Daß Ban Ki Moon, UN-Generalsekretär, dem eine gewisse Nähe zu Despoten wohl durchaus bescheinigt werden kann, selbst wenn die von ihm geleiteten Vereinten Nationen sie wie den Schlächtersudanesischen Präsidenten al-Bashir – deshalb? – erfolglos mit einem internationalen Haftbefehl verfolgen, keine Idealbesetzung für einen solchen Posten ist, scheint einigen Diplomaten zu dämmern:

„Norwegens Botschafterin bei den Vereinten Nationen hat einem Medienbericht zufolge UN-Generalsekretär Ban Ki Moon scharf kritisiert. Bans habe bei den jüngsten Krisen schwach, ineffektiv und bisweilen kontraproduktiv gehandelt, zitierte die Zeitung ‚Aftenposten‘ am Mittwoch aus einem ihr vorliegenden Brief, den Botschafterin Mona Juul den Angaben nach an das Außenministerium richtete. [..]

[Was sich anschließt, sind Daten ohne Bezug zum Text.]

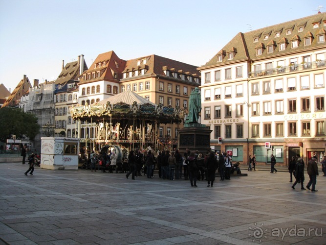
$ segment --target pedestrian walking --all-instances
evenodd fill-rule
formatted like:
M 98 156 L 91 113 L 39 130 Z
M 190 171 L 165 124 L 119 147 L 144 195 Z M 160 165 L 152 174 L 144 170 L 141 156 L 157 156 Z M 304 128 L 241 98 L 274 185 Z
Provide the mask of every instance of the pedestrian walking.
M 93 154 L 91 158 L 90 158 L 90 171 L 91 172 L 93 172 L 93 170 L 94 170 L 95 172 L 96 172 L 95 165 L 96 164 L 97 161 L 97 159 L 96 158 L 96 155 L 94 153 Z
M 215 172 L 217 167 L 217 160 L 213 151 L 211 151 L 206 161 L 206 178 L 207 179 L 207 187 L 213 187 L 215 180 Z
M 224 180 L 225 176 L 225 160 L 221 153 L 220 153 L 218 158 L 218 172 L 219 172 L 219 176 L 220 177 L 220 180 L 223 181 Z
M 275 164 L 276 164 L 276 159 L 273 154 L 271 154 L 271 172 L 273 173 L 274 171 L 277 172 L 277 170 L 275 168 Z
M 251 159 L 251 162 L 252 162 L 252 169 L 255 171 L 256 171 L 256 155 L 254 155 L 252 157 L 252 159 Z
M 136 159 L 134 155 L 133 150 L 130 150 L 128 155 L 128 161 L 129 162 L 129 172 L 126 174 L 126 177 L 128 179 L 130 173 L 131 175 L 131 179 L 135 179 L 135 174 L 136 173 Z
M 249 163 L 249 167 L 248 167 L 248 171 L 252 171 L 252 165 L 251 164 L 252 164 L 252 158 L 251 158 L 251 155 L 249 155 L 249 159 L 248 159 L 248 162 Z
M 168 158 L 168 163 L 169 164 L 169 176 L 170 180 L 174 180 L 174 170 L 176 165 L 176 160 L 174 157 L 174 152 L 171 152 L 171 155 Z
M 309 174 L 309 180 L 306 187 L 308 190 L 310 189 L 311 186 L 312 192 L 318 192 L 316 190 L 316 183 L 317 182 L 317 176 L 318 176 L 318 167 L 317 165 L 317 157 L 313 156 L 310 160 L 308 162 L 307 165 L 307 172 Z
M 29 168 L 28 169 L 28 170 L 27 170 L 26 172 L 25 172 L 25 174 L 26 176 L 27 175 L 27 173 L 28 173 L 28 172 L 29 171 L 31 172 L 29 173 L 29 174 L 31 175 L 33 175 L 33 172 L 34 172 L 34 164 L 35 162 L 35 155 L 34 154 L 32 154 L 31 155 L 31 157 L 29 158 L 29 160 L 28 160 L 28 163 L 29 164 Z
M 231 169 L 232 167 L 232 159 L 228 154 L 226 154 L 224 159 L 225 165 L 225 179 L 231 179 Z
M 192 187 L 197 187 L 197 174 L 198 172 L 198 167 L 196 163 L 196 159 L 195 153 L 192 152 L 188 159 L 188 168 L 189 171 L 189 179 L 190 184 Z
M 294 190 L 295 189 L 294 187 L 297 184 L 297 183 L 301 183 L 301 190 L 305 190 L 304 187 L 304 161 L 303 161 L 302 158 L 300 157 L 298 158 L 297 160 L 298 162 L 295 163 L 294 170 L 295 181 L 294 181 L 294 183 L 291 186 L 291 188 Z
M 149 150 L 146 155 L 146 175 L 149 178 L 152 178 L 152 171 L 153 171 L 153 167 L 154 166 L 154 157 L 152 154 L 152 150 Z
M 21 155 L 22 157 L 22 164 L 25 164 L 26 161 L 26 149 L 27 148 L 27 146 L 26 144 L 24 145 L 24 146 L 22 148 L 22 154 Z
M 301 159 L 301 160 L 302 161 L 302 159 Z M 290 182 L 292 182 L 292 175 L 293 174 L 293 172 L 295 169 L 295 166 L 296 164 L 297 164 L 297 161 L 296 161 L 295 160 L 295 157 L 294 157 L 294 156 L 291 157 L 291 160 L 290 160 L 290 162 L 289 163 L 289 167 L 288 167 L 289 172 L 290 173 Z

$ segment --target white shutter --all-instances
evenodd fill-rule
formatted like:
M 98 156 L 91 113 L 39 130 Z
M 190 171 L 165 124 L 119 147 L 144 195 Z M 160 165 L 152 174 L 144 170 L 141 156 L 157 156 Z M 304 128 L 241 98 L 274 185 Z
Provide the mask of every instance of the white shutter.
M 275 80 L 275 89 L 283 89 L 283 80 L 282 79 Z
M 295 88 L 295 77 L 291 77 L 287 79 L 287 87 Z
M 324 85 L 324 78 L 323 74 L 316 74 L 315 75 L 315 86 L 318 87 Z
M 309 86 L 309 76 L 303 76 L 301 77 L 301 88 L 308 88 Z

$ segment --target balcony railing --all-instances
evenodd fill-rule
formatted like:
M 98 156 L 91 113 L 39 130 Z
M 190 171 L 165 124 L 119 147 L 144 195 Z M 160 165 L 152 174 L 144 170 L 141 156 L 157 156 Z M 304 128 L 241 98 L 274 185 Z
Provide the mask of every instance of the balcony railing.
M 248 73 L 249 77 L 259 77 L 283 73 L 291 73 L 297 71 L 303 71 L 308 69 L 314 69 L 319 67 L 323 67 L 326 65 L 326 60 L 306 62 L 292 66 L 278 67 L 271 69 L 262 70 Z

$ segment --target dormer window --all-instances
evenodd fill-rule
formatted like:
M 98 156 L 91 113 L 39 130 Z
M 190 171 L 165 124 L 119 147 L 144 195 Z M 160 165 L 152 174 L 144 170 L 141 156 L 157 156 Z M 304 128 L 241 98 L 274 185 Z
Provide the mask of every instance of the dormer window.
M 325 34 L 319 35 L 318 36 L 318 43 L 325 43 Z
M 273 45 L 270 45 L 267 46 L 267 53 L 270 53 L 274 52 L 274 46 Z
M 292 49 L 298 48 L 298 40 L 292 41 L 291 43 L 291 47 Z
M 310 37 L 306 37 L 304 39 L 304 46 L 308 46 L 311 45 L 311 38 Z

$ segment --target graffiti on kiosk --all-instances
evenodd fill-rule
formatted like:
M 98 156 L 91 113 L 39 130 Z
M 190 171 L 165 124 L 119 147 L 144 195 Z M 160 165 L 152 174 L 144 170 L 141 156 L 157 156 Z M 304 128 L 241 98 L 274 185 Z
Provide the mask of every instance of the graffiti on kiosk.
M 71 157 L 64 157 L 62 158 L 62 161 L 64 163 L 68 163 L 71 162 L 72 159 Z
M 51 152 L 53 149 L 53 145 L 51 144 L 49 144 L 48 142 L 45 142 L 42 145 L 42 151 L 43 152 Z
M 64 146 L 61 143 L 56 143 L 55 144 L 55 153 L 56 154 L 63 154 Z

Unter anderem habe Ban dabei versagt, der UN in der Finanzkrise eine gewichtige Stimme zu verleihen, schrieb Juul demnach. Im Fall der erneut unter Hausarrest gestellten birmanischen Oppositionspolitikerin Aung Sang Suu Kyi habe er sich wie ein passiver Beobachter verhalten. [..] Nun, zur Halbzeit seiner Amtszeit, gelangten aber viele zu dem Schluss, dass Bans „Mangel an Charisma“ ein Problem sei, hieß es weiter.“

Ihr Generalsekretär ist dabei freilich nur Teil des Problems, das Vereinte Nationen heißt. Doch auch darauf werden, ist zu hoffen, Diplomaten noch kommen.